The future could depend on whether the Legislature decides to take action on the issue next year. Immediately following the departures of Uber and Lyft, Sen.
Charles Schwertner, R-Georgetown, said he will file legislation on the issue next session that emphasized a free market. Other GOP lawmakers expressed similar concerns on social media after the election.
Adler said while statewide regulation is "certainly an option" the Legislature can use, the atmosphere in Austin has already significantly shifted since the election.
"I think that when some of the legislators initially spoke, it was uncertain as to whether or not Austin had adopted something that would prevent the market to function," Adler said. "I would say the evidence at this point would at least suggest that the market is working well."
There's little the Legislature can do until the 2017 session, but the House Committee on Business and Industry is holding an interim hearing on Wednesday to discuss "how Texas can support shared economy growth in the state." Uber General Manager Sarfraz Maredia has been invited to testify.
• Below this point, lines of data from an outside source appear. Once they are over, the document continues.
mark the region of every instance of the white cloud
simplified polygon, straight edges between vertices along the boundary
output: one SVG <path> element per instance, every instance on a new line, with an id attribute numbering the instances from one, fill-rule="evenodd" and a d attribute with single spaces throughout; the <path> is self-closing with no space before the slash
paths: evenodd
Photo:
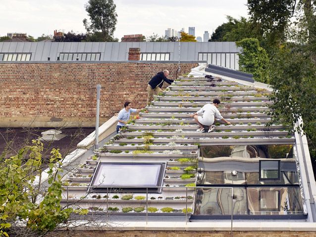
<path id="1" fill-rule="evenodd" d="M 87 0 L 1 0 L 0 36 L 26 32 L 34 37 L 53 30 L 84 32 Z M 155 32 L 162 35 L 168 28 L 188 31 L 195 26 L 196 36 L 211 33 L 226 15 L 246 16 L 247 0 L 114 0 L 118 15 L 114 36 Z"/>

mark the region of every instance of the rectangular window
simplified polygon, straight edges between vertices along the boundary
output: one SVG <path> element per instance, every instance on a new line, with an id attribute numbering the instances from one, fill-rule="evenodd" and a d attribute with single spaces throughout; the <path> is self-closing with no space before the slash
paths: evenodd
<path id="1" fill-rule="evenodd" d="M 280 191 L 259 190 L 259 201 L 261 211 L 280 211 Z"/>
<path id="2" fill-rule="evenodd" d="M 161 186 L 164 167 L 164 164 L 160 163 L 100 163 L 91 186 L 95 187 L 94 189 L 105 187 L 138 189 L 135 187 Z"/>
<path id="3" fill-rule="evenodd" d="M 31 53 L 0 53 L 0 61 L 30 61 Z"/>
<path id="4" fill-rule="evenodd" d="M 170 53 L 169 52 L 143 52 L 140 57 L 142 61 L 169 61 Z"/>
<path id="5" fill-rule="evenodd" d="M 280 180 L 279 160 L 260 160 L 259 180 Z"/>
<path id="6" fill-rule="evenodd" d="M 61 61 L 76 61 L 77 57 L 79 61 L 100 61 L 101 53 L 59 53 L 59 59 Z"/>

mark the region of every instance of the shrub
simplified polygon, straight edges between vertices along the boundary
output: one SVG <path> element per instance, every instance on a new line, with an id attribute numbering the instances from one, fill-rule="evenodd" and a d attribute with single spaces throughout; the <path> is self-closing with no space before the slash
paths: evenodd
<path id="1" fill-rule="evenodd" d="M 110 211 L 118 211 L 118 207 L 112 207 L 111 206 L 109 206 L 107 208 L 107 210 Z"/>
<path id="2" fill-rule="evenodd" d="M 130 207 L 123 207 L 122 208 L 122 211 L 124 213 L 129 212 L 130 211 L 132 211 L 133 210 L 133 208 Z"/>
<path id="3" fill-rule="evenodd" d="M 157 207 L 148 207 L 147 210 L 149 212 L 157 212 L 158 211 L 158 208 Z"/>
<path id="4" fill-rule="evenodd" d="M 162 207 L 160 210 L 162 212 L 171 212 L 174 209 L 172 207 Z"/>
<path id="5" fill-rule="evenodd" d="M 139 207 L 134 208 L 134 211 L 135 212 L 142 212 L 145 210 L 145 207 Z"/>
<path id="6" fill-rule="evenodd" d="M 133 198 L 133 195 L 124 195 L 121 197 L 122 200 L 130 200 L 132 198 Z"/>
<path id="7" fill-rule="evenodd" d="M 192 209 L 189 208 L 188 208 L 187 209 L 186 209 L 185 208 L 183 208 L 182 209 L 182 212 L 183 212 L 184 213 L 186 213 L 187 211 L 188 212 L 192 212 Z"/>
<path id="8" fill-rule="evenodd" d="M 115 153 L 115 154 L 118 154 L 119 153 L 122 153 L 122 151 L 120 150 L 112 150 L 109 151 L 110 153 Z"/>
<path id="9" fill-rule="evenodd" d="M 195 175 L 194 174 L 183 174 L 183 175 L 181 175 L 181 176 L 180 176 L 180 178 L 181 178 L 183 180 L 191 179 L 195 177 Z"/>

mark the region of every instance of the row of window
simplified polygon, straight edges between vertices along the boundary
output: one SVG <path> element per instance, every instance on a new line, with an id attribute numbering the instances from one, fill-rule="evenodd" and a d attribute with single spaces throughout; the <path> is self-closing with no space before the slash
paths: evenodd
<path id="1" fill-rule="evenodd" d="M 198 60 L 206 60 L 208 64 L 221 66 L 232 69 L 238 70 L 239 56 L 238 53 L 199 52 Z"/>
<path id="2" fill-rule="evenodd" d="M 59 53 L 59 60 L 61 61 L 100 61 L 101 59 L 101 52 Z"/>
<path id="3" fill-rule="evenodd" d="M 140 59 L 142 61 L 169 61 L 170 60 L 170 53 L 142 53 Z"/>
<path id="4" fill-rule="evenodd" d="M 0 61 L 30 61 L 31 53 L 0 53 Z"/>

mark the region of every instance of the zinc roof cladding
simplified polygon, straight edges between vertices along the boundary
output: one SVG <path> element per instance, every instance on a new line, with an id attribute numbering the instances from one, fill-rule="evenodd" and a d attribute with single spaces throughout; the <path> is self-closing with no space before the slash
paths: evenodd
<path id="1" fill-rule="evenodd" d="M 199 52 L 239 52 L 235 42 L 180 42 L 180 60 L 197 60 Z M 101 52 L 101 61 L 126 61 L 130 47 L 141 52 L 170 52 L 179 60 L 179 42 L 0 42 L 0 53 L 31 52 L 31 61 L 57 59 L 60 52 Z"/>

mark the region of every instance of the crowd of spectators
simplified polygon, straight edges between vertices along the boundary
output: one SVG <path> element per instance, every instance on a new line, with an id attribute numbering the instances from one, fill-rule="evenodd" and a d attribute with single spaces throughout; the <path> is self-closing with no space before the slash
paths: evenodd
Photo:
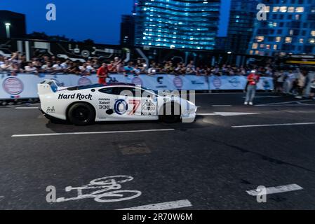
<path id="1" fill-rule="evenodd" d="M 41 56 L 34 57 L 30 61 L 27 61 L 25 55 L 19 52 L 12 54 L 10 57 L 0 55 L 0 71 L 11 73 L 14 75 L 18 73 L 32 74 L 74 74 L 81 76 L 89 76 L 95 73 L 101 66 L 102 62 L 98 59 L 91 59 L 86 62 L 71 61 L 57 58 L 55 56 Z M 232 65 L 215 66 L 208 65 L 196 66 L 194 61 L 187 64 L 183 62 L 175 63 L 166 61 L 163 63 L 151 62 L 148 65 L 145 60 L 138 59 L 135 61 L 124 62 L 119 57 L 115 57 L 113 61 L 107 62 L 107 69 L 111 73 L 119 73 L 128 75 L 148 74 L 154 75 L 158 73 L 196 76 L 234 76 L 247 75 L 253 66 L 237 67 Z M 260 73 L 265 76 L 272 76 L 272 71 L 268 66 L 257 68 Z"/>
<path id="2" fill-rule="evenodd" d="M 20 73 L 40 74 L 72 74 L 80 76 L 90 76 L 96 73 L 102 63 L 98 59 L 91 59 L 86 62 L 57 58 L 55 56 L 43 55 L 34 57 L 31 61 L 27 61 L 26 57 L 19 52 L 13 53 L 11 57 L 0 55 L 0 72 L 15 75 Z M 196 66 L 194 61 L 187 64 L 183 62 L 174 63 L 166 61 L 163 63 L 151 62 L 146 64 L 142 59 L 124 62 L 119 57 L 115 57 L 112 62 L 108 62 L 107 69 L 110 73 L 118 73 L 125 76 L 139 74 L 154 75 L 156 74 L 168 74 L 178 76 L 247 76 L 250 71 L 255 69 L 261 76 L 269 76 L 274 78 L 275 92 L 279 93 L 295 94 L 302 97 L 303 93 L 310 86 L 313 92 L 311 96 L 315 94 L 315 77 L 314 74 L 300 71 L 281 71 L 273 69 L 272 62 L 264 66 L 240 66 L 223 64 L 222 66 L 201 65 Z"/>

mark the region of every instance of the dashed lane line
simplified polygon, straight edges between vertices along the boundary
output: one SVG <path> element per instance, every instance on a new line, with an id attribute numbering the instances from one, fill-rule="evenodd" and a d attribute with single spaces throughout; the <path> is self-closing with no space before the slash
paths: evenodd
<path id="1" fill-rule="evenodd" d="M 190 207 L 192 206 L 192 204 L 189 200 L 181 200 L 181 201 L 143 205 L 136 207 L 131 207 L 118 210 L 170 210 L 170 209 Z"/>
<path id="2" fill-rule="evenodd" d="M 315 125 L 315 122 L 302 122 L 302 123 L 241 125 L 241 126 L 232 126 L 232 127 L 233 127 L 233 128 L 245 128 L 245 127 L 277 127 L 277 126 L 293 126 L 293 125 Z"/>
<path id="3" fill-rule="evenodd" d="M 260 190 L 258 190 L 257 189 L 250 190 L 247 190 L 246 192 L 251 196 L 258 196 L 262 194 L 261 190 L 262 190 L 261 188 Z M 293 183 L 277 187 L 266 188 L 265 190 L 266 190 L 265 195 L 272 195 L 276 193 L 284 193 L 290 191 L 300 190 L 303 190 L 303 188 L 302 188 L 301 186 L 298 186 L 296 183 Z"/>
<path id="4" fill-rule="evenodd" d="M 294 104 L 294 103 L 302 103 L 302 102 L 311 102 L 311 99 L 304 99 L 304 100 L 299 100 L 299 101 L 289 101 L 286 102 L 280 102 L 280 103 L 272 103 L 272 104 L 257 104 L 255 105 L 256 106 L 279 106 L 279 105 L 283 105 L 283 104 Z"/>

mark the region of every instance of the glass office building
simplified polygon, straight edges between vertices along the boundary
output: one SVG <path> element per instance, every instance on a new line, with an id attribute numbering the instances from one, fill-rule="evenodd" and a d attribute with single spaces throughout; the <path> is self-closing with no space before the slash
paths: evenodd
<path id="1" fill-rule="evenodd" d="M 225 50 L 246 54 L 254 31 L 258 4 L 256 0 L 232 0 Z"/>
<path id="2" fill-rule="evenodd" d="M 315 53 L 315 1 L 264 0 L 267 20 L 256 20 L 248 53 Z"/>
<path id="3" fill-rule="evenodd" d="M 213 50 L 220 0 L 139 0 L 136 46 Z"/>

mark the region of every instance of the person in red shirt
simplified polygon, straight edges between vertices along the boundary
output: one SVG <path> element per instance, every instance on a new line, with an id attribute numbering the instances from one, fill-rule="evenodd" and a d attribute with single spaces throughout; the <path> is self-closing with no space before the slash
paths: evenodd
<path id="1" fill-rule="evenodd" d="M 106 78 L 108 75 L 107 64 L 106 63 L 102 64 L 102 66 L 98 69 L 98 83 L 106 84 Z"/>
<path id="2" fill-rule="evenodd" d="M 256 71 L 253 70 L 250 74 L 247 77 L 248 85 L 246 99 L 245 100 L 245 105 L 253 105 L 253 100 L 255 95 L 256 94 L 257 84 L 258 84 L 260 79 L 260 76 L 256 74 Z"/>

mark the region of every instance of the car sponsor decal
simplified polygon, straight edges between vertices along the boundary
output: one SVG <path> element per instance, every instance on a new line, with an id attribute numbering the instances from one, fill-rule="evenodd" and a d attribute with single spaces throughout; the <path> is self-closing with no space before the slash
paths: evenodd
<path id="1" fill-rule="evenodd" d="M 114 111 L 116 113 L 123 115 L 128 111 L 128 104 L 124 99 L 118 99 L 114 105 Z"/>
<path id="2" fill-rule="evenodd" d="M 156 106 L 152 99 L 147 99 L 141 105 L 141 114 L 142 115 L 152 115 L 156 114 Z"/>
<path id="3" fill-rule="evenodd" d="M 24 90 L 23 83 L 15 77 L 9 77 L 4 80 L 2 84 L 4 90 L 11 95 L 18 95 Z"/>
<path id="4" fill-rule="evenodd" d="M 137 85 L 143 85 L 142 80 L 139 77 L 133 78 L 131 82 Z"/>
<path id="5" fill-rule="evenodd" d="M 46 111 L 46 113 L 55 113 L 55 106 L 52 106 L 52 107 L 48 106 L 47 108 L 47 110 Z"/>
<path id="6" fill-rule="evenodd" d="M 89 99 L 92 100 L 92 94 L 83 94 L 81 93 L 74 93 L 72 94 L 64 94 L 60 93 L 58 96 L 58 99 L 79 99 L 79 100 L 83 100 L 83 99 Z"/>
<path id="7" fill-rule="evenodd" d="M 100 109 L 110 109 L 110 99 L 100 98 L 98 99 L 98 106 Z"/>
<path id="8" fill-rule="evenodd" d="M 140 100 L 138 99 L 130 99 L 129 100 L 129 104 L 133 105 L 133 110 L 129 112 L 128 115 L 134 115 L 135 113 L 135 111 L 137 111 L 138 108 L 139 108 L 139 106 L 140 106 Z"/>

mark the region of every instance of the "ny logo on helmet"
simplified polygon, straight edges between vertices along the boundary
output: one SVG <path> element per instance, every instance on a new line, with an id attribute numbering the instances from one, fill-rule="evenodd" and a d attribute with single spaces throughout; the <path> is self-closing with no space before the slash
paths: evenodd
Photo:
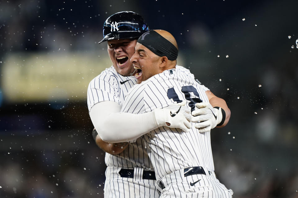
<path id="1" fill-rule="evenodd" d="M 113 29 L 113 28 L 114 28 L 114 30 Z M 115 30 L 115 28 L 117 29 L 117 31 L 119 30 L 119 29 L 118 28 L 118 23 L 116 21 L 114 21 L 111 24 L 111 32 L 116 31 L 116 30 Z"/>

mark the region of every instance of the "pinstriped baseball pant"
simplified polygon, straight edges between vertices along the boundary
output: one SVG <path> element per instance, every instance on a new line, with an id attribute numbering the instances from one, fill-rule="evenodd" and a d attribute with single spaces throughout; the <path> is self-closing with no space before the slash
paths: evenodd
<path id="1" fill-rule="evenodd" d="M 143 179 L 143 169 L 135 168 L 133 178 L 121 177 L 119 172 L 122 167 L 108 167 L 104 188 L 105 198 L 157 198 L 159 194 L 155 184 L 156 180 Z"/>
<path id="2" fill-rule="evenodd" d="M 214 172 L 204 168 L 206 174 L 197 174 L 184 176 L 184 169 L 179 170 L 166 175 L 161 181 L 163 189 L 160 198 L 231 198 L 233 191 L 228 189 L 216 178 Z"/>

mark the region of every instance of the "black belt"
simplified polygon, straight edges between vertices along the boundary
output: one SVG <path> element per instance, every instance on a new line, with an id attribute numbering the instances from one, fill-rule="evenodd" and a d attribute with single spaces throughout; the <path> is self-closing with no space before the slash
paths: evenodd
<path id="1" fill-rule="evenodd" d="M 205 171 L 201 166 L 194 166 L 184 169 L 184 177 L 187 177 L 192 174 L 206 174 Z M 159 183 L 159 186 L 162 189 L 165 188 L 165 185 L 161 182 L 161 181 L 160 181 L 160 182 Z"/>
<path id="2" fill-rule="evenodd" d="M 119 174 L 121 177 L 133 178 L 133 169 L 126 169 L 122 168 L 119 171 Z M 155 173 L 153 171 L 144 170 L 143 171 L 143 179 L 156 180 Z"/>

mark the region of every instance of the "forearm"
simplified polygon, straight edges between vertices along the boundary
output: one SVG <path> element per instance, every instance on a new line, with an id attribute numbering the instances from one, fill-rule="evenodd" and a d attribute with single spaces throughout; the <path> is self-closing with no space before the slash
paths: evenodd
<path id="1" fill-rule="evenodd" d="M 153 112 L 142 114 L 111 114 L 103 121 L 99 134 L 109 142 L 132 141 L 158 127 L 154 116 Z"/>
<path id="2" fill-rule="evenodd" d="M 158 127 L 154 112 L 139 114 L 119 113 L 120 107 L 113 102 L 100 102 L 93 107 L 90 111 L 93 126 L 103 141 L 131 141 Z"/>
<path id="3" fill-rule="evenodd" d="M 223 99 L 216 97 L 211 98 L 209 101 L 213 107 L 214 107 L 218 106 L 220 107 L 224 110 L 225 113 L 225 119 L 224 123 L 221 126 L 217 126 L 216 127 L 220 128 L 227 125 L 231 116 L 231 111 L 228 107 L 228 105 L 227 105 L 226 101 Z"/>

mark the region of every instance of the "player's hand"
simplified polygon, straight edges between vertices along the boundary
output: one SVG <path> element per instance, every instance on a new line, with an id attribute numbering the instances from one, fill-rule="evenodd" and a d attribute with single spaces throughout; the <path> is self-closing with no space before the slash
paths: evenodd
<path id="1" fill-rule="evenodd" d="M 186 105 L 186 101 L 169 105 L 163 109 L 154 110 L 158 127 L 165 126 L 178 128 L 185 132 L 192 127 L 190 108 Z"/>
<path id="2" fill-rule="evenodd" d="M 192 122 L 197 123 L 195 127 L 199 132 L 203 133 L 210 131 L 220 122 L 222 118 L 221 108 L 214 108 L 210 103 L 200 102 L 196 104 L 198 109 L 193 111 Z"/>

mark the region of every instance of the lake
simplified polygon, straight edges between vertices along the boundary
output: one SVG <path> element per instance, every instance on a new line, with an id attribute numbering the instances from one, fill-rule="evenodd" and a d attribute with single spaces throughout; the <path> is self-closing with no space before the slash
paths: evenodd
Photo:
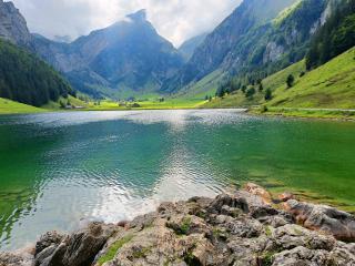
<path id="1" fill-rule="evenodd" d="M 355 211 L 355 123 L 237 110 L 0 116 L 0 249 L 247 181 Z"/>

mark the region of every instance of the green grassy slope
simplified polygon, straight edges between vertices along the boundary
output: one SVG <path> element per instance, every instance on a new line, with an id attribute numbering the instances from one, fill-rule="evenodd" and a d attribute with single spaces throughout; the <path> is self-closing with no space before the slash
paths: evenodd
<path id="1" fill-rule="evenodd" d="M 265 104 L 273 108 L 306 109 L 355 109 L 355 48 L 331 60 L 326 64 L 306 72 L 305 62 L 295 63 L 263 80 L 263 92 L 252 99 L 237 91 L 224 99 L 215 99 L 204 108 L 239 108 Z M 290 74 L 295 78 L 293 88 L 287 89 Z M 256 89 L 256 86 L 255 86 Z M 273 99 L 264 100 L 264 92 L 270 89 Z"/>
<path id="2" fill-rule="evenodd" d="M 274 95 L 267 105 L 355 109 L 355 48 L 296 79 L 291 89 L 285 83 L 275 86 Z"/>
<path id="3" fill-rule="evenodd" d="M 0 114 L 40 113 L 40 112 L 45 112 L 45 110 L 0 98 Z"/>
<path id="4" fill-rule="evenodd" d="M 221 70 L 216 70 L 193 85 L 189 85 L 180 90 L 175 98 L 202 100 L 206 95 L 214 96 L 220 83 L 223 81 L 223 78 L 224 73 Z"/>

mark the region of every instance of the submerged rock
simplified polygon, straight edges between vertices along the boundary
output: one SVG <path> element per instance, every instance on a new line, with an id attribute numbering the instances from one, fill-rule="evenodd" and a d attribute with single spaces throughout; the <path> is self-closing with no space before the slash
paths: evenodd
<path id="1" fill-rule="evenodd" d="M 1 254 L 0 266 L 355 265 L 355 244 L 335 238 L 352 239 L 352 215 L 295 200 L 277 209 L 265 201 L 272 201 L 266 191 L 248 187 L 215 198 L 162 203 L 156 212 L 118 225 L 47 233 L 32 258 Z"/>

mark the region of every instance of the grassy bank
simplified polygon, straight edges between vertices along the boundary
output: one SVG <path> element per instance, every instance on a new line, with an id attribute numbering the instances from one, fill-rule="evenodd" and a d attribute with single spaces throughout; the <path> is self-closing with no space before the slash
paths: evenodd
<path id="1" fill-rule="evenodd" d="M 355 120 L 353 110 L 322 110 L 322 109 L 292 109 L 292 108 L 251 108 L 251 114 L 285 116 L 285 117 L 310 117 L 310 119 L 336 119 Z"/>
<path id="2" fill-rule="evenodd" d="M 41 113 L 43 109 L 0 98 L 0 114 Z"/>
<path id="3" fill-rule="evenodd" d="M 286 80 L 294 76 L 290 88 Z M 326 64 L 305 70 L 305 61 L 297 62 L 262 81 L 263 90 L 254 86 L 256 93 L 247 98 L 241 90 L 224 98 L 213 99 L 203 108 L 237 108 L 261 105 L 267 109 L 252 109 L 251 113 L 324 119 L 353 119 L 355 109 L 355 48 L 331 60 Z M 250 85 L 248 88 L 252 88 Z M 272 99 L 265 100 L 265 92 Z"/>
In the meantime, the future of Austin ride-hailing will be determined by the market, Adler said, "as opposed to government deciding."
"There's going to be a battle for Austin," David said. "It's going to be fierce, and it's going to be fun."
Disclosure: Uber, Lyft and Austin Mayor Steve Adler have been financial supporters of The Texas Tribune. Adler is also a former board chairman of The Texas Tribune. A complete list of Tribune donors and sponsors can be viewed here.